Johnson & Johnson wiederum hat bereits sein fünftes Leuchtturm-Werk auf der WEF-Plattform, berichtet der McKinsey-Mann. Es handelt sich dabei um eine Produktionsstätte in Helsingborg, Schweden, die komplett CO2-neutral arbeitet.

HMI Digital Edition: Wege aus dem Fegefeuer

Trotz der 69 Lighthouses dürfe man jedoch nicht vergessen, dass es rund zehn Millionen Fabriken weltweit gebe, führt de Boer an. Davon befinde sich der Großteil im "Pilot Purgatory", dem Fegefeuer der Pilotprojekte. Das Faszinierende an den Lighthouses sei, dass sie es geschafft haben, zu skalieren. Dabei gebe es fünf Skalierungsfaktoren, die regelmäßig bei den Vorreitern gefunden wurden, nämlich:

  1. Eine moderne Cloud-basierte Architektur, um schnell viele Use Cases zum Laufen zu bringen;

  2. Ein agiler Ansatz, da keine Zeit für Perfektion ist, sondern MVPs erweitert und verbessert werden;

  3. Ein größeres Tech-Ökosystem, mit dem zusammengearbeitet wird;

  4. Ein Weg zum Upskillen der Belegschaft;

  5. Ein Transformation Office, das sicherstellt, dass es echte Wertsicherung und Governance gibt und die Strategie beibehalten wird.
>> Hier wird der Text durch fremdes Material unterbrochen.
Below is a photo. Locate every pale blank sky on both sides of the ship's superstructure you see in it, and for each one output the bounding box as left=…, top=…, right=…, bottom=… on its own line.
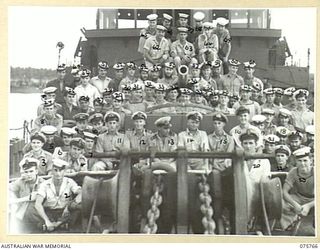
left=8, top=6, right=316, bottom=72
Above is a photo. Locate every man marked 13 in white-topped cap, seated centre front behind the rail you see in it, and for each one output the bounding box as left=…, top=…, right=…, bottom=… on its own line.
left=150, top=116, right=178, bottom=169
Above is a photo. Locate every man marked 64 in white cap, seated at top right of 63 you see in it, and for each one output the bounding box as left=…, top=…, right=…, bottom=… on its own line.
left=197, top=22, right=219, bottom=63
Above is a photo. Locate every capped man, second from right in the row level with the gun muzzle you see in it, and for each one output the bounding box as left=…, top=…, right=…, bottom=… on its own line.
left=222, top=58, right=244, bottom=95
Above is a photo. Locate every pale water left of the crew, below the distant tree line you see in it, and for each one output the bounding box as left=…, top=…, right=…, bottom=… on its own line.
left=9, top=93, right=41, bottom=139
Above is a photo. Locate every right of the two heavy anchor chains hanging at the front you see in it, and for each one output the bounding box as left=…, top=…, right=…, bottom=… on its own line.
left=198, top=174, right=216, bottom=234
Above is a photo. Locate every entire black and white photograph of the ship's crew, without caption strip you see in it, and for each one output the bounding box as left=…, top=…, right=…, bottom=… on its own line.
left=7, top=5, right=317, bottom=236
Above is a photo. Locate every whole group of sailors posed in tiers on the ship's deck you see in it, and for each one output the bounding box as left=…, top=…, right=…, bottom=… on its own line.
left=10, top=10, right=314, bottom=235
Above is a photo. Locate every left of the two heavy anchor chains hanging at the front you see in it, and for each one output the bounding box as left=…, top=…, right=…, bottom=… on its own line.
left=143, top=175, right=163, bottom=234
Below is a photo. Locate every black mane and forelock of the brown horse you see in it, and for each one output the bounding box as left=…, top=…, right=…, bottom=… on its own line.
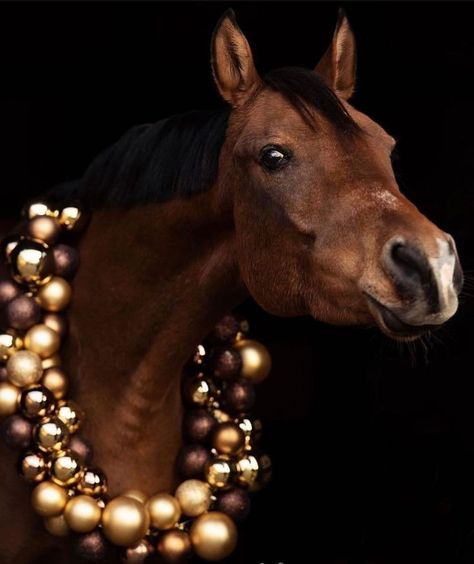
left=46, top=67, right=358, bottom=209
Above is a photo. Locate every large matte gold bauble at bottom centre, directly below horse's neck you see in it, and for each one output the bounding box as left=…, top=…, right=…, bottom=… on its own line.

"Wir sehen, dass Skalierung das wichtigste Thema ist und Unternehmen besonders fordert", erklärt de Boer, "denn ein Pilotprojekt oder Use Case ist leicht. Die Frage ist jedoch, wie man ein solches über das gesamte Netz und dann das gesamte Ökosystem mitsamt der Zulieferer und Kunden ausrollt."